Hydrothermal Synthesis of Branched ZnO Nanowire Array as an Effective Photoanode for Quantum-Dot-Sensitized Solar Cells

Abstract

I have focused on the synthesis of branched ZnO nanowires and the understanding of the growth kinetics during my thesis. Furthermore, the branched ZnO nanowire array was introduced as a photoelectrode of a quantum-dot-sensitized solar cell, and the correlation between the nanostructures and solar cell performance was investigated in terms of both optical (light trapping) and electrical (charge recombination) characteristics.
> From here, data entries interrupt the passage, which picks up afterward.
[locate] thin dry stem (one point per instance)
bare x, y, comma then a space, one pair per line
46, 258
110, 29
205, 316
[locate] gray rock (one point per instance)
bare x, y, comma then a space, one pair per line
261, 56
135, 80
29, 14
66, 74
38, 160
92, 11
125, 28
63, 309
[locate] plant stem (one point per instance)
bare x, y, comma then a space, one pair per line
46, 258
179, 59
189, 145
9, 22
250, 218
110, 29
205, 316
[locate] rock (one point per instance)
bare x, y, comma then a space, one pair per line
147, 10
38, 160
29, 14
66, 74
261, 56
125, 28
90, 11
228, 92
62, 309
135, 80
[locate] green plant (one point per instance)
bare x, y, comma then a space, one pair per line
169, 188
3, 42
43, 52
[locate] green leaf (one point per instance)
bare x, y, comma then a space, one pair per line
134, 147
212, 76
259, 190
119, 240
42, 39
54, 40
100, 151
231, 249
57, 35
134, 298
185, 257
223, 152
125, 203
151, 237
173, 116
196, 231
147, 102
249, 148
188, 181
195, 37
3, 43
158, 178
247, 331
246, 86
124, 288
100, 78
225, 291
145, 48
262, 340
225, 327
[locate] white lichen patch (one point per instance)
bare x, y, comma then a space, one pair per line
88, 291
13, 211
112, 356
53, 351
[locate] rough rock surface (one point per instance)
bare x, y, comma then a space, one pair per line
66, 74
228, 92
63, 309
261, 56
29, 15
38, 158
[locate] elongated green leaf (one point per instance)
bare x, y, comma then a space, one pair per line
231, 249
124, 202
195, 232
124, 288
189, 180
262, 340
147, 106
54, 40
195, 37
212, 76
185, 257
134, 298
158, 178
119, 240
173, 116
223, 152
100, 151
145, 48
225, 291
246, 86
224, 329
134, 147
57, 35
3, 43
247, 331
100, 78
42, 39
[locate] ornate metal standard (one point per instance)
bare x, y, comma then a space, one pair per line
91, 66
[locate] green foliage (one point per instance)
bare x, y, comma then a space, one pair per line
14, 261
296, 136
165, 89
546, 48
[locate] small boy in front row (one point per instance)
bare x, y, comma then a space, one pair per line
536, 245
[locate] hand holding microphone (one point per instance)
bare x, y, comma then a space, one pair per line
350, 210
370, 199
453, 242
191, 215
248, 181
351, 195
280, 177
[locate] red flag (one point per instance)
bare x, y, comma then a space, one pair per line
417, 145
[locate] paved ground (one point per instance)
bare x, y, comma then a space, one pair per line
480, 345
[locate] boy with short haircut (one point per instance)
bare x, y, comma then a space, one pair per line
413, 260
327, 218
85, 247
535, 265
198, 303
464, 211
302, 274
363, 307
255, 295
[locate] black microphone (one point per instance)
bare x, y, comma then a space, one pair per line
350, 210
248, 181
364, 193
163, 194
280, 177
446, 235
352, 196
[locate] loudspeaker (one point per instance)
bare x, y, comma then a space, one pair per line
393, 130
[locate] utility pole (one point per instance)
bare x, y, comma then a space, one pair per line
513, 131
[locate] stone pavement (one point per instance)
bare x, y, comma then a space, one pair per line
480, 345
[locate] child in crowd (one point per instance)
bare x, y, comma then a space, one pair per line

Three-dimensional branched ZnO nanowires were synthesized by a seed-mediated hydrothermal growth. The fast growth-rate of (001) direction was possible due to the anisotropic nature of ZnO and the capping agents blocking a lateral growth of nanowire. About two-fold enhancement of power conversion efficiency (PCE) was obtained by growing secondary branches, and both short-circuit current and open-circuit voltage were enhanced. Highly increased surface area of photoelectrode, resulting in higher light harvesting from increased quantum-dot loading amount, and the higher diffused reflectance was observed due to enhanced light-scattering of 3D structure. In addition, electrochemical impedance spectroscopy and open-circuit voltage decay revealed the reduced recombination and higher lifetime of branched ZnO nanowires.